CTE is a serious issue that is directly linked to football, one of the most violent modern sports. Time and time again, the disease has severely affected the lives of former players’ of the game during and after their careers. Even players such San Francisco 49ers’ linebacker Chris Borland, Buffalo Bills linebacker A.J. Tarpley and many others have retired after their first or second season because of the long term dangers of CTE. While the NFL has encouraged referees to call more penalties for targeting, illegal use of the head, hitting defenseless players and has moved kickoffs from the 30 to 35 yard line to reduce high speed collisions, the league has hidden and downplayed the effects of CTE and the risks of developing the disease when playing Football.

CTE is caused by repetitive brain trauma, which, in the case of football, comes from repeated blows to the head. CTE is “when a protein called Tau forms clumps that slowly spread throughout the brain, killing brain cells.” Symptoms from CTE, such as memory loss, confusion, depression and dementia, can arise years after a player has put down his cleats for good.

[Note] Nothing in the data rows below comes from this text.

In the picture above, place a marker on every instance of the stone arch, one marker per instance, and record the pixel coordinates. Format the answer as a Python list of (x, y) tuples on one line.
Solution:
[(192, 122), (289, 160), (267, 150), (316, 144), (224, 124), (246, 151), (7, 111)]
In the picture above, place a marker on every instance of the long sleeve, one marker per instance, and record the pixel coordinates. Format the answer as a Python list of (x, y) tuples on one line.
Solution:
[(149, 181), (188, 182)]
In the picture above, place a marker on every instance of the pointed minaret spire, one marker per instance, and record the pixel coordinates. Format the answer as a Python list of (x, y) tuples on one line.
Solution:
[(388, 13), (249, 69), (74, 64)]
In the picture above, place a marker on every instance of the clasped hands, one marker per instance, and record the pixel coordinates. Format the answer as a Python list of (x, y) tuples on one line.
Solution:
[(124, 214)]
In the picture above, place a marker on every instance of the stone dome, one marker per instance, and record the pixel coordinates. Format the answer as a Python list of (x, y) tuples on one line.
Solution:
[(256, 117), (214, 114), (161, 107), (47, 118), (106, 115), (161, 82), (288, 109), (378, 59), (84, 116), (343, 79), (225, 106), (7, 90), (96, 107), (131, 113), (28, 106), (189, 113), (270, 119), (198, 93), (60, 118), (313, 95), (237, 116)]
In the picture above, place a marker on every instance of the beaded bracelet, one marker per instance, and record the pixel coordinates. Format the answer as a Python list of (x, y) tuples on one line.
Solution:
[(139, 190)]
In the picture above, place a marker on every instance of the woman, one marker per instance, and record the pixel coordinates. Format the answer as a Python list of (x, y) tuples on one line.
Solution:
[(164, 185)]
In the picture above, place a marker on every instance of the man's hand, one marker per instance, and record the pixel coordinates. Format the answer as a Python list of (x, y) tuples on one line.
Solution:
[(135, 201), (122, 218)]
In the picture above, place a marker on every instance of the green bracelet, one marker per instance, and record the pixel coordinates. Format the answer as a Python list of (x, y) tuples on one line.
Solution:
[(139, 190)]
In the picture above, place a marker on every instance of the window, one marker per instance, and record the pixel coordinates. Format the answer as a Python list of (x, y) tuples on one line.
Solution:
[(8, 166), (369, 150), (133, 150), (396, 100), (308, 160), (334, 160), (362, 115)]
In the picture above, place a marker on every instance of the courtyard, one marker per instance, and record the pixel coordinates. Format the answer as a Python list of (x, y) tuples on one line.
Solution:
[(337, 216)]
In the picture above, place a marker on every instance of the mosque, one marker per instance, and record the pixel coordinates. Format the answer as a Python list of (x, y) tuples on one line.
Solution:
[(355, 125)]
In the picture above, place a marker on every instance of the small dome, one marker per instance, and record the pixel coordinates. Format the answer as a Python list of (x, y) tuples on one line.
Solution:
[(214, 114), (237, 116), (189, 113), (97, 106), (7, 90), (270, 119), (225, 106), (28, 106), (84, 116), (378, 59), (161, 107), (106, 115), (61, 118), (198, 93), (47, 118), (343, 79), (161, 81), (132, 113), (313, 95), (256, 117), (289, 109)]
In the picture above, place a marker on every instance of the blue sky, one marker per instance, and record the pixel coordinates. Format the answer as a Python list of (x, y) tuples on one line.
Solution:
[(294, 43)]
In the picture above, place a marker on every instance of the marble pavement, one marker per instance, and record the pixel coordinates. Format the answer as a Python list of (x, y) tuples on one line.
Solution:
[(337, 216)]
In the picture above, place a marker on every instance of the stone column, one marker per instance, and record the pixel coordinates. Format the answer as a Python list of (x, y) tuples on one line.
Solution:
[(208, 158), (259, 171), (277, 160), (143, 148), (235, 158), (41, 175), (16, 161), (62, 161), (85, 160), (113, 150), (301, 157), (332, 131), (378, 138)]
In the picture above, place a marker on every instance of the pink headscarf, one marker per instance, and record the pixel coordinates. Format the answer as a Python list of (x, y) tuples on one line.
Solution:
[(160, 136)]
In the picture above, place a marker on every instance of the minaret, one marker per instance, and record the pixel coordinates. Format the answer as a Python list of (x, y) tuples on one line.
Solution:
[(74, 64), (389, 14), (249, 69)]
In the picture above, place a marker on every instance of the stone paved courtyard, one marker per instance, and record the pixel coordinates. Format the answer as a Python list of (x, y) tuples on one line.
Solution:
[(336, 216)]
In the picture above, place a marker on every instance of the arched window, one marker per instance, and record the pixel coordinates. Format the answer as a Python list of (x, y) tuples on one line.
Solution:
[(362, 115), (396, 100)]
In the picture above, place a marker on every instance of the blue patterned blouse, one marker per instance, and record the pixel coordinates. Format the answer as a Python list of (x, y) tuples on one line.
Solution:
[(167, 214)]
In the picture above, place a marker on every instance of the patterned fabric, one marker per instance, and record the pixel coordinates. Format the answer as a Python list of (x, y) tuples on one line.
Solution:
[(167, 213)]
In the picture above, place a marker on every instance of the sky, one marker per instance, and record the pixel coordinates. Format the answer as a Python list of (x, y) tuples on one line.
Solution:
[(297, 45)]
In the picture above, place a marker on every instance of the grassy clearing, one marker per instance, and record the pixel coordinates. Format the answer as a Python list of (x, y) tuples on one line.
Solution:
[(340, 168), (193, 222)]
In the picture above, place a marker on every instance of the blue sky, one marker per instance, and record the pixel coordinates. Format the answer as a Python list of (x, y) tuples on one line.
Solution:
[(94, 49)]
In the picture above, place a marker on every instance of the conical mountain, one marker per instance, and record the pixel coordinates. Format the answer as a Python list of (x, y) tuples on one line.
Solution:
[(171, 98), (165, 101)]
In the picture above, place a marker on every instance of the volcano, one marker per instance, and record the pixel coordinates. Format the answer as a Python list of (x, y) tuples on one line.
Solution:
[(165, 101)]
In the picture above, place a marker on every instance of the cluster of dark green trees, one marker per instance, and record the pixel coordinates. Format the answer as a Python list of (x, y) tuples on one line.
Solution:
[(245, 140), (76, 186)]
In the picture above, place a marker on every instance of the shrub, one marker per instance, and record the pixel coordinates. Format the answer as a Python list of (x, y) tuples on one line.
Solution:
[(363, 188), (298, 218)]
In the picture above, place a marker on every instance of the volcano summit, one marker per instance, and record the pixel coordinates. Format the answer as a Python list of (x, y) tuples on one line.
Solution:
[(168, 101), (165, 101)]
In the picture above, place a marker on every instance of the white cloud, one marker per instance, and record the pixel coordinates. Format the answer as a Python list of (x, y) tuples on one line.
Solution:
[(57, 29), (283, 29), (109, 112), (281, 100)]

Out of the 202 brains of former football players studied by McKee, 87 percent were found to have CTE. One of the brains examined was Ken Stabler, a former MVP winning NFL quarterback for the Houston Oilers, New Orleans Saints and, most famously, the Oakland Raiders, whom he led to a victory in Super Bowl XI in 1977.  Stabler died of colon cancer in 2015, but it was reported in The New York Times that Boston University had discovered that he had stage 3 CTE, a discovery which made waves throughout the sports world.

Forty-four former linemen had CTE, which was 24 more than the next highest position, running back, which had 20 brains with CTE. Positions with the lowest risks were quarterback, 7; wide receiver, 5; tight end, 2; and placeholder/kicker, 2. Mckee said, “It is no longer debatable whether or not there is a problem in football — there is a problem.”

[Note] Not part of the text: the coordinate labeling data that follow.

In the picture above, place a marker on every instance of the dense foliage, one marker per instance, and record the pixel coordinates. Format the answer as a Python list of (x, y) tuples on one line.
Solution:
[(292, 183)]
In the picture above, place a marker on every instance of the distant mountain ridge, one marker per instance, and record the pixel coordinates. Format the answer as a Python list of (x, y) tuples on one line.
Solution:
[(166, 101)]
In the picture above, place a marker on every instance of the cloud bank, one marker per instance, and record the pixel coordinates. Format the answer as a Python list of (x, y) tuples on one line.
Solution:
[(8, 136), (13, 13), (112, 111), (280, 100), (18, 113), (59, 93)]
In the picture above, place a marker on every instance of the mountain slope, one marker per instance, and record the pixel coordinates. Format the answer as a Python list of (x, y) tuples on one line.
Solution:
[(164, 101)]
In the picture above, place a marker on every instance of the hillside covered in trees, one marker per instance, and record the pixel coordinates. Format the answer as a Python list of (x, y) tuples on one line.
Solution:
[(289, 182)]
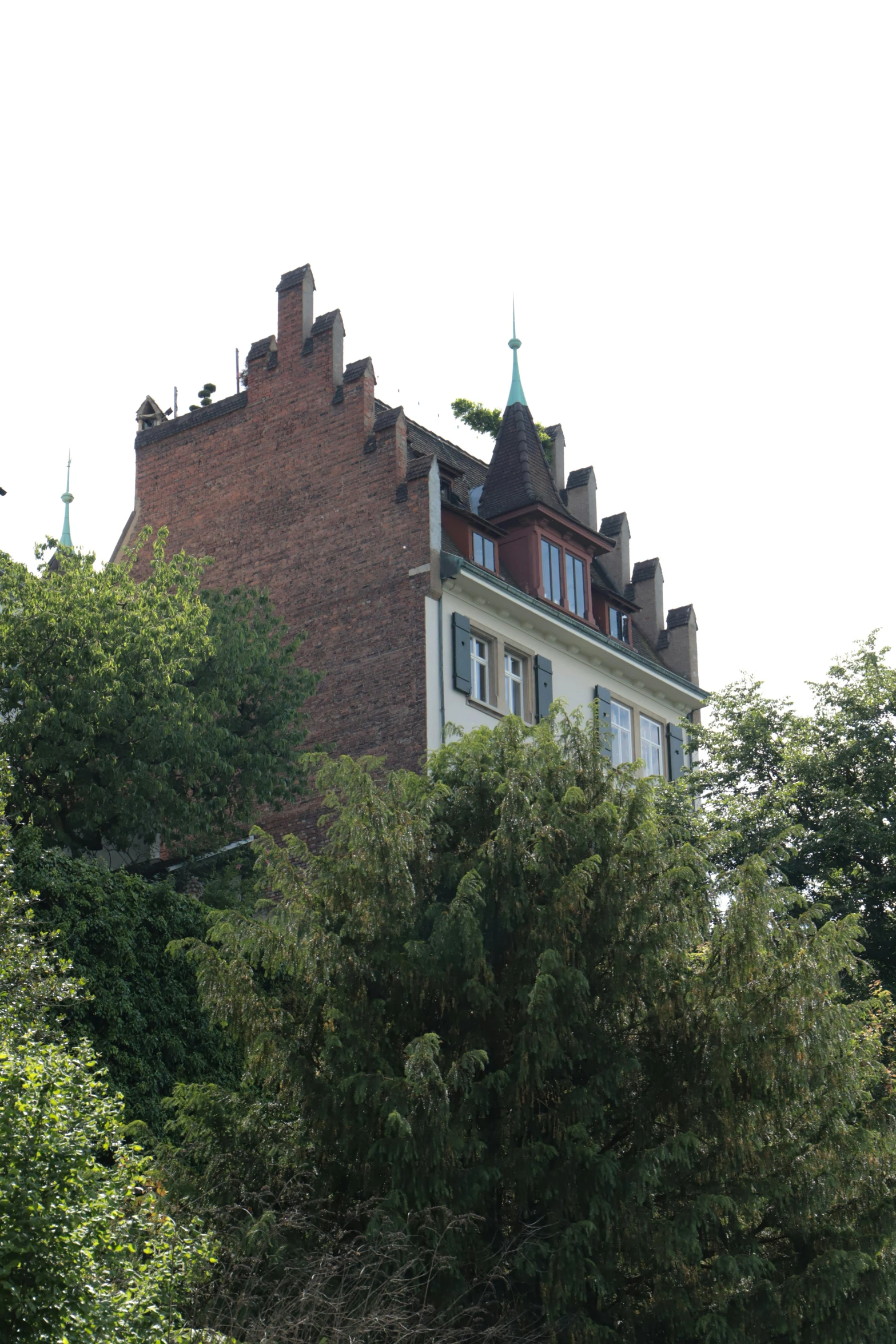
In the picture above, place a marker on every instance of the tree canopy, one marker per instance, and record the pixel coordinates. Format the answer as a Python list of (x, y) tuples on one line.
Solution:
[(527, 988), (485, 421), (135, 709), (821, 786), (86, 1250)]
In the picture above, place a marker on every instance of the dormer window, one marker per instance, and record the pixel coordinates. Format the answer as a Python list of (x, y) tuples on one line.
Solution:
[(484, 551), (551, 571), (575, 584), (620, 625)]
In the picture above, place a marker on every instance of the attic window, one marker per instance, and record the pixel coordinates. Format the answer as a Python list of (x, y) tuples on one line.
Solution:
[(484, 551), (620, 625)]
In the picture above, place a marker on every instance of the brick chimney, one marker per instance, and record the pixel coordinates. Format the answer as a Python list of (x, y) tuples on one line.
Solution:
[(678, 644), (294, 312), (558, 443), (647, 581), (328, 327), (581, 496), (617, 562)]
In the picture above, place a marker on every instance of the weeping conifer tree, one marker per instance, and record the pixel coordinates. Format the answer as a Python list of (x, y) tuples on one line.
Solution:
[(515, 987)]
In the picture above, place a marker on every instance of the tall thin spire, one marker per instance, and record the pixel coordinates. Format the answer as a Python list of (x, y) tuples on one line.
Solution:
[(66, 499), (516, 386)]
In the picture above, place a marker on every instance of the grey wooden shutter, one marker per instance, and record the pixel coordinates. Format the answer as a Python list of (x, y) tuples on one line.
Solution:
[(461, 643), (676, 743), (543, 687), (605, 722)]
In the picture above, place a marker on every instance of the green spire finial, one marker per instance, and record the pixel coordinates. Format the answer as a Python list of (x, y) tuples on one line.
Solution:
[(516, 386), (66, 499)]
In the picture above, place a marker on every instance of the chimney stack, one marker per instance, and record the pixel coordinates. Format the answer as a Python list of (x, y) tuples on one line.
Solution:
[(647, 581), (559, 444), (581, 496), (294, 311), (617, 562)]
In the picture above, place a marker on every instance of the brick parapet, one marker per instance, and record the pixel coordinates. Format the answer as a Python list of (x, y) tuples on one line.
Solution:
[(280, 491)]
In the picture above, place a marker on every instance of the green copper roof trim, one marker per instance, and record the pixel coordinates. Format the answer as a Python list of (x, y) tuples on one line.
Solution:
[(66, 499), (516, 386)]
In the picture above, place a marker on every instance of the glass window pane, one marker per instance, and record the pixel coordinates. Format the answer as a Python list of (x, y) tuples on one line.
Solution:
[(651, 746), (621, 726), (578, 567), (555, 573)]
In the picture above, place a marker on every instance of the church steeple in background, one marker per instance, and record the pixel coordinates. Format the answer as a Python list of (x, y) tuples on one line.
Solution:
[(66, 499)]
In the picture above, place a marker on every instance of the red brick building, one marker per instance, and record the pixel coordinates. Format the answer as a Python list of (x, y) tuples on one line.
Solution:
[(433, 588)]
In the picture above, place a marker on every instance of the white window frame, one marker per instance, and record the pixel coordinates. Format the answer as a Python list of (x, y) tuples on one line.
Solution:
[(481, 665), (653, 746), (511, 681), (622, 734)]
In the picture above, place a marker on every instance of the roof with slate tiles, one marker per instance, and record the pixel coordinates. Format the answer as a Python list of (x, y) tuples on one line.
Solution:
[(612, 526), (579, 478), (519, 471), (422, 441), (292, 279), (325, 321)]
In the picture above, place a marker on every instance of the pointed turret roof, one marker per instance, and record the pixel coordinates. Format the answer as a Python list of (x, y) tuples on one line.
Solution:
[(519, 471), (66, 499), (516, 386)]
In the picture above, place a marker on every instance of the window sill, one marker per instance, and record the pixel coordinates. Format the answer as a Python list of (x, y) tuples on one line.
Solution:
[(484, 707)]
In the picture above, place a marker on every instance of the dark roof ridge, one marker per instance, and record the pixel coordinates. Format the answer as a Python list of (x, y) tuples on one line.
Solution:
[(612, 524), (191, 420), (679, 616), (262, 347), (325, 321), (356, 369), (290, 279), (643, 570), (479, 462)]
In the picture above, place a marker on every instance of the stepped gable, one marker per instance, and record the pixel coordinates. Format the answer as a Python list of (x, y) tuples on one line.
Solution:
[(519, 474)]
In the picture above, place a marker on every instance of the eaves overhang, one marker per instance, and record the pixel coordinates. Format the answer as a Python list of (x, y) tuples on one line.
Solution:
[(562, 629)]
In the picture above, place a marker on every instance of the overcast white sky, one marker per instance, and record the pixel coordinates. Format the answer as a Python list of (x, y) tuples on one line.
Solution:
[(694, 205)]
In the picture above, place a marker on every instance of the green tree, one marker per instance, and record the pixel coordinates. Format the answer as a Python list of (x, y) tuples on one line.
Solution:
[(821, 785), (140, 1008), (485, 421), (135, 709), (512, 988), (86, 1250)]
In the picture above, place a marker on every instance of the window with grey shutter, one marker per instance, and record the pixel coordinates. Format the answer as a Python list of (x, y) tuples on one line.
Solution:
[(676, 742), (461, 646), (605, 723), (543, 687)]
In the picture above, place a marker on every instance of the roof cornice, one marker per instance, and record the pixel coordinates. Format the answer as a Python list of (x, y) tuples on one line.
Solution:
[(599, 646)]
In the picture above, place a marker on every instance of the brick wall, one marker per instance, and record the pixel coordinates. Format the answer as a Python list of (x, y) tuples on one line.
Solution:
[(277, 487)]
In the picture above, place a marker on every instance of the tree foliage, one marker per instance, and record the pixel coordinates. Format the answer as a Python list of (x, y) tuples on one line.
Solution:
[(132, 709), (485, 421), (86, 1252), (140, 1008), (513, 989), (822, 786)]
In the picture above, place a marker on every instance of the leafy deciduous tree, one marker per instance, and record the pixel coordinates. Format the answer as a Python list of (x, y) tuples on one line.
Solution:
[(132, 709), (508, 988)]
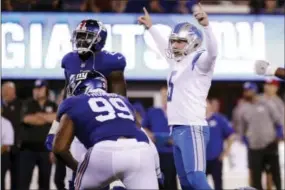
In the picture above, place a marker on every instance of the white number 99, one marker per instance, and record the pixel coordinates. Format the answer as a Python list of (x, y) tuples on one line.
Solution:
[(113, 108)]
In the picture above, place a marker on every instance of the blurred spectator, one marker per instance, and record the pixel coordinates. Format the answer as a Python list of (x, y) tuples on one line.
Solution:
[(270, 6), (156, 122), (220, 131), (22, 5), (235, 113), (7, 140), (6, 5), (139, 111), (46, 6), (271, 87), (256, 124), (72, 5), (11, 110), (215, 105), (89, 6), (266, 6), (38, 114)]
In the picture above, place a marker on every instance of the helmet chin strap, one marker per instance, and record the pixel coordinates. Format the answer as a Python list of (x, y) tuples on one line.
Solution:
[(86, 50)]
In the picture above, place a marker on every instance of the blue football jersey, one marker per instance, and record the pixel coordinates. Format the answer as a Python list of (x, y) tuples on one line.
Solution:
[(104, 62), (99, 116)]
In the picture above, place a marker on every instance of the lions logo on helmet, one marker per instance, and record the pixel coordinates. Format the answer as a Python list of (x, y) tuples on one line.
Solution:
[(184, 32)]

A solution would be for the NFL to further educate players on the disease and also work with players and coaches to teach a proper technique of hitting that does not incorporate the head. Another more drastic solution would be to take away helmets and seriously decrease the size of shoulder pads, which would make the game look more like rugby. This solution may seem counterintuitive in giving players less protection, but, as a player of both sports, players use their head much less in rugby than they do in football because the facemask and helmet present in football is often used recklessly as a weapon for brutal tackles.

Some high profile people associated with the NFL, such as 75-year-old Dallas Cowboys owner Jerry Jones, have downplayed the link between CTE and football. “We’re drawing conclusions so far out in front of the facts,” Jones said. “I recently I had a CAT scan done…  under an assumed name… the radiologist said, ‘you have the brain of a 40-year-old.’…. The point is: I was a fullback and a pulling guard. I used my head all the time, and I played football a long time. And that had no impact.”

The link between football and CTE is clear, especially in the NFL, and the NFL needs to do more in terms of educating its players on the risks of CTE as well as proper tackling techniques to prevent CTE. The repeated downplay of the disease and the absurd lengths the NFL is going to to prove that CTE is not a problem is an insult to its players. It shows how much the league cares about money and ratings, and it shows how little the League cares about the safety of its players.